Authors: Kat Richardson
“It was . . . very loud. There are a lot of ghosts in here and they’re clustered around Julianne, waiting for an opportunity to . . . use her, I guess. But they were very interested in you once you started calling to them. And then they were babbling and it sounded like a bunch of pieces trying to make one whole or . . . well, more like a jumbled signal that needed to be adjusted. So I tried to ‘tune’ the ghosts a bit, I guess you’d say, trying to get the bits of the noise to line up into an intelligible sound. It was just a guess, though.”
“Seems to have been the right one. But, man, that was really unpleasant.”
“Ghosts generally are.”
He frowned at me. “I don’t find them to be. They’re just . . . needy. Scared. Lonely. Like the living.”
“That’s a nice commentary on your fellow man.”
“I mean the things that make them seek help are the same things that make living people do it. And like us, they sometimes do the wrong thing or don’t know how to express themselves. People don’t get wiser when they get deader.”
“That’s the truth.”
“So, now what do you plan to do?”
“I need to find those other patients and see if they truly are manifesting anything like Julianne’s behavior. With three cases, I might find something they have in common that could tell me what’s happening.”
“I’d like to come along.”
I hesitated. I wasn’t keen on having an impromptu partner, but I had to admit Stymak had been able to make contact with the ghosts in a way I couldn’t. I wasn’t certain I’d have been able to get any information out of them on my own. “I’m not sure it’s a great idea . . .” I started.

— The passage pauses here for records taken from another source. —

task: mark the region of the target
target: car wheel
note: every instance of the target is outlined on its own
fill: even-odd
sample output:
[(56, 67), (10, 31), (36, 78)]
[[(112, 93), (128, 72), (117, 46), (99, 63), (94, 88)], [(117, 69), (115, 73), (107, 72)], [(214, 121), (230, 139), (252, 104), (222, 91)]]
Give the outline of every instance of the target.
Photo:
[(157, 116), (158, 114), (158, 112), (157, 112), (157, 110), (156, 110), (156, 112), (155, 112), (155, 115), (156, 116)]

“It’s a better idea than keeping our information to ourselves. We both want to find out what’s going on with Julie and I’m not sure what would have happened if you hadn’t been here to push that ghost off me. I’m scared, to be honest. But you’re not scared.”
I made a face. “Oh, I’m scared. I just know it doesn’t help, so I’m going ahead anyhow.”
Stymak brightened up. “Good! Then I’m sticking with you.”
Whether I liked it or not, it appeared I had a sidekick. Or something like that. “It may take a while to track these guys down,” I said. “I can start on that. Could you get started deciphering yesterday’s recording?”
“Oh, crap! I forgot to send it to you. I knew I’d forgotten something.” He looked abashed. “I’ll get it done today. I still haven’t figured out what language it is—if it is a language.”
“Don’t worry about it. Once you get it to me, I’ll have a friend of mine work on it too. It’ll go faster that way.”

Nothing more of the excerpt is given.